# Deciding stabilizer length



## tazman7 (Nov 5, 2005)

Hi,

I am in the process of setting up my Halon X for indoor and 3d. I need to purchase a stabilizer and was wondering how I go about deciding the length that I need. I am 6'2" tall, and have heard the longer the better with my height. Thanks.


----------



## SonnyThomas (Sep 10, 2006)

A 30" front is basically normal. Back bars run 10", 12" and 15". I run a 30" and 10" back and a 30" and 12" back. I have run a 30" and two 12" back bars. That I use quick disconnects figure another inch longer.


----------



## BlackOut369 (Jan 8, 2016)

Never really heard of a taller person really needing a longer stabilizer other than for resting the bow on it between shots. You may feel that you might want one slightly over 30" just for the fact of resting your bow at a convenient height. but for the shooting aspect never really heard much about that. But a couple of people that I know tend to run a single 12" off of the back. Couldn't honestly say I've seen much any shorter for the back on a Halon. The Halon seems like a relatively easy bow to run a 12" on the back since it's easier to mount it out of the way unlike some other bows.


----------



## bigHUN (Feb 5, 2006)

you cannot decide from reading bs what we are just answering to you

if you think you will save on money listening what other people telling you....well, this is not working that way

you have to play with several stabilizers and what feels about right you leave it on the bow
the best you can help yourself if you member in a bigger archery club, and ask people for a loaner stabilizers, try every day something else

stabilizers (and releases) are more like personalized items, like underwear, if doesn't fit you at the first - you will never get used to it

back to OP
the stabilizer length have nothing to do with your personal height or weight but is directly related how strong you hold the weight, 
are you pulling on cables or limb stops or cracking the back wall...that must decide first either you hold #22-24 or get a long stabilizer and hang your truck at the end, 
also a very disputable single or double siderod, this is again a decent amount of bs standpoints, what some people like or 
what will put you in a higher score game


----------



## dk_ace1 (Mar 31, 2015)

BlackOut369 said:


> Never really heard of a taller person really needing a longer stabilizer other than for resting the bow on it between shots.


The tall guys that I know that prefer longer front bars prefer them for exactly that reason. They want the bar to be short enough that they can fully extend and relax their arms when they set the bow down long enough that they don't have to bend over to pick the bow up. 

I'm 6' tall with arms a little longer than average. I have a 33" front bar, would probably go 30" if I was buying again as the 33 is a little taller when resting the bow than I would like. I won't sell or swap over it, but if I was buying again I would go 30". If you're 6'2" with arms that aren't on the long side for your height, a 33 might be perfect. 

It's not hard to figure.
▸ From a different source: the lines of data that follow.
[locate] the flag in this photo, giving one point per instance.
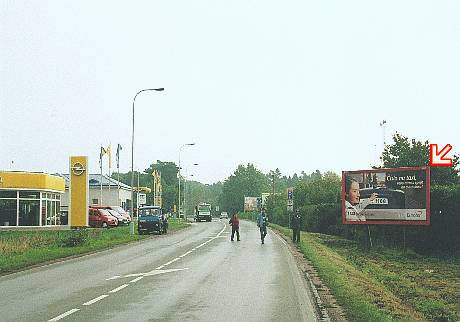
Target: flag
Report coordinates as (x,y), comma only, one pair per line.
(118,155)
(109,153)
(103,151)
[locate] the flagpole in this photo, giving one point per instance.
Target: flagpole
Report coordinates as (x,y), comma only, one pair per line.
(118,173)
(100,163)
(110,166)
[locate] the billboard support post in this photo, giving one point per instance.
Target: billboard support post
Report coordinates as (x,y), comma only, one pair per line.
(369,233)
See where your hand is when you stand relaxed as if you were resting the bow the way you want to. have someone measure how far that is from the ground. Add in your bow measurements and now you know how long of a bar you want for this purpose. 

The difference in leverage isn't a big deal IMO. The leverage difference between 30 and 33" bars is 10%, not something I would get hung up on.

D


----------